I have been with AOL since 1999. 3 weeks ago I renewed the contract and I got for free a new wireless Huawei router with a USB slot. I have tested the speed and have reached 12.3Mbps top speed which is pretty great for a standard home broadband. I am not a computer expert but it seems to me that most of the complaints about AOL are due to lack of basic knowledge. Since 1999 I changed 3 routers reinstalled the software a couple of times. You can download for free AOL 9.7 based on explorer 11, a top notch home broadband service. London South East.

15 November 2012

I have been with AOL since 2000. I live in a rural area so do not have access to fibre/cable. I have a Broadband Only package. I get a download speed, at all times of the day and night, of 17Mbps, upload is 0.85Mbps (tested via WIFI). I have Unlimited downloads and pay £8.31 a month. My line rental is with BT.

I work at home and depend on my broadband connection and I have never had any problems in all the years I have been with them. I have never needed to call the help desk. I call the Cancellations Department every year as they offer the best deals to renew for another 12 months.

I watch many movies/TV programmes from Netfix in HD and also download loads of HD movies from Sky On Demand. I have Spotify playing at 320Kbs for hours each day - no problems at all.

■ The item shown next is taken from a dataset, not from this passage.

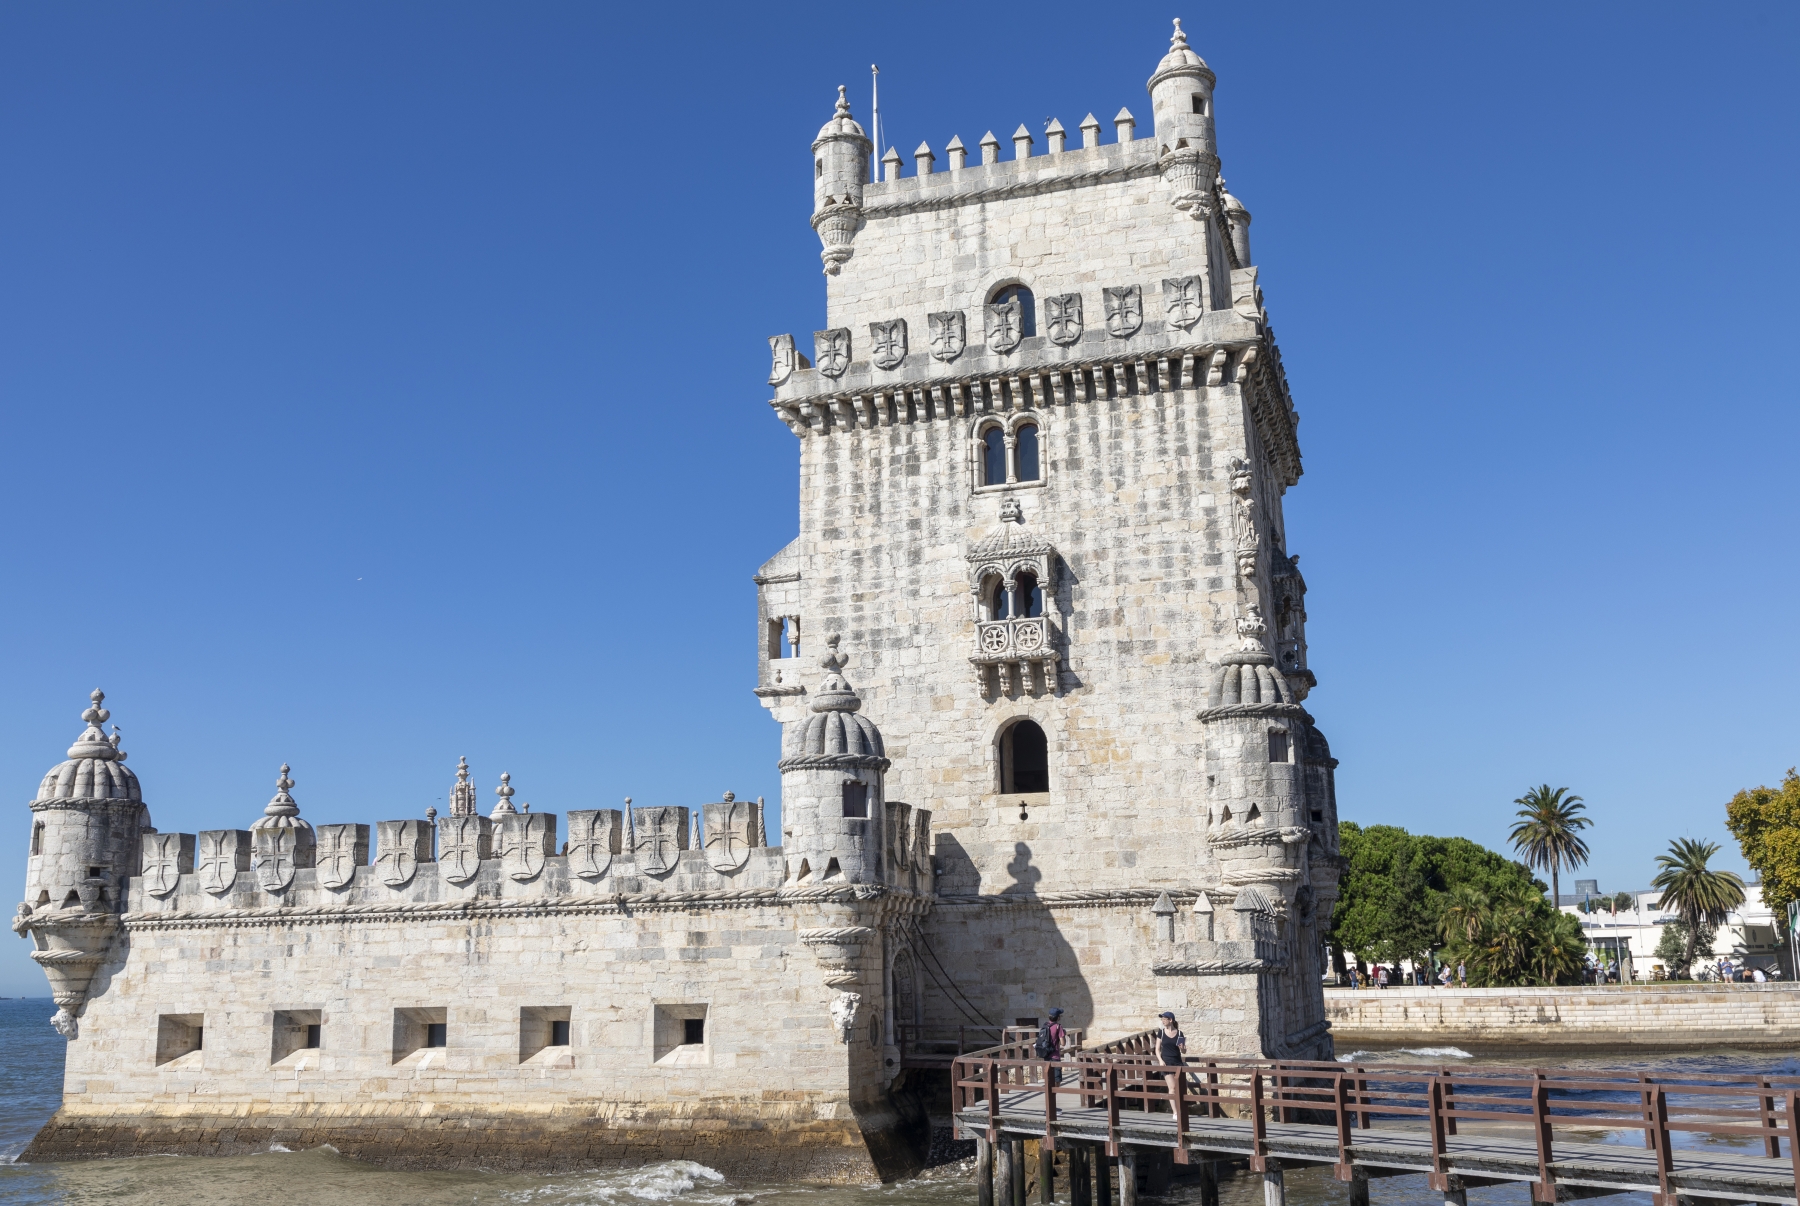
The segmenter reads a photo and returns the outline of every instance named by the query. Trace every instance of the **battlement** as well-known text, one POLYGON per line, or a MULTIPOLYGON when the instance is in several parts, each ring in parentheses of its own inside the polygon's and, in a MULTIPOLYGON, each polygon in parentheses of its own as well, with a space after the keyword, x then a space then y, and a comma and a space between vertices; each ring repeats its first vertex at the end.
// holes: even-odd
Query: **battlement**
MULTIPOLYGON (((1120 110, 1121 119, 1130 114, 1120 110)), ((1091 118, 1090 118, 1091 120, 1091 118)), ((975 163, 962 163, 962 140, 952 138, 948 166, 938 168, 931 148, 920 144, 913 153, 912 174, 902 175, 902 161, 897 152, 883 164, 882 180, 862 190, 865 221, 894 217, 922 209, 976 205, 1012 197, 1042 196, 1064 189, 1117 181, 1151 179, 1158 176, 1156 142, 1151 138, 1131 137, 1132 122, 1121 120, 1119 140, 1101 144, 1099 123, 1092 127, 1094 141, 1087 146, 1063 149, 1061 126, 1048 153, 1032 154, 1032 138, 1023 126, 1013 135, 1013 156, 999 157, 998 141, 990 132, 982 141, 982 150, 992 154, 975 163)))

I do not use an AOL router, I have never received one from them nor do I want one - I use an Apple Airport Extreme/Draytek Vigor 120 which works very well.

15 December 2011


I too have been with AOL almost 10 years (started with dialup), I have to say the service has not always been what it should have but I've always managed to resolve problems with them.

One of their biggest blunders was when they stopped free helpline calls, which I feel was a big plus for them and countless people joined because of this. I received a letter in early Dec 2011 to say that due to some equipment being installed in my exchange I would be able to get speeds up to 24Mb (snigger) but on the plus side I'm near the exchange and currently through the day get 5Mb+ on an up to 8Mb connection, but during the evening and weekends my connection dies and I can go as low as 500Kbps, which is terrible.

In conclusion I am not in any contract with AOL at this time and I intend to see what this so called faster connection comes to and if it's as bad in the evening and weekends as it is now then I'm afraid I will be leaving AOL. As I said before, it's their call centres where they fail in customer services, when you ring you get a script reading foreign lady or gentleman that most of the time personally I can't understand, I consider myself to be very good with computers and still get asked ridiculous questions and I have probably been with AOL longer than they have, anyway rant over!

21 November 2011

I've been with AOL broadband for 10 years now - but enough is enough. Speeds are not even remotely near what they advertise (despite having their phone) - ping/DL rates are staggeringly bad. At the moment ping is 167, and DL is 0.67 - not bad for a supposed 24Mb service.

I can't even tell what time of day/night the lines get bad - but it's been nearly every day for three months now - with the usual fobbing off to an Indian helpline to test yet again my 3 routers and 8 adsl cables, despite the fact that pingplotter shows the problem is two hops down the line (at last check).

Personal opinion - avoid them like the plague - AOL used to be brilliant - but for several years now it's been substandard to say the least.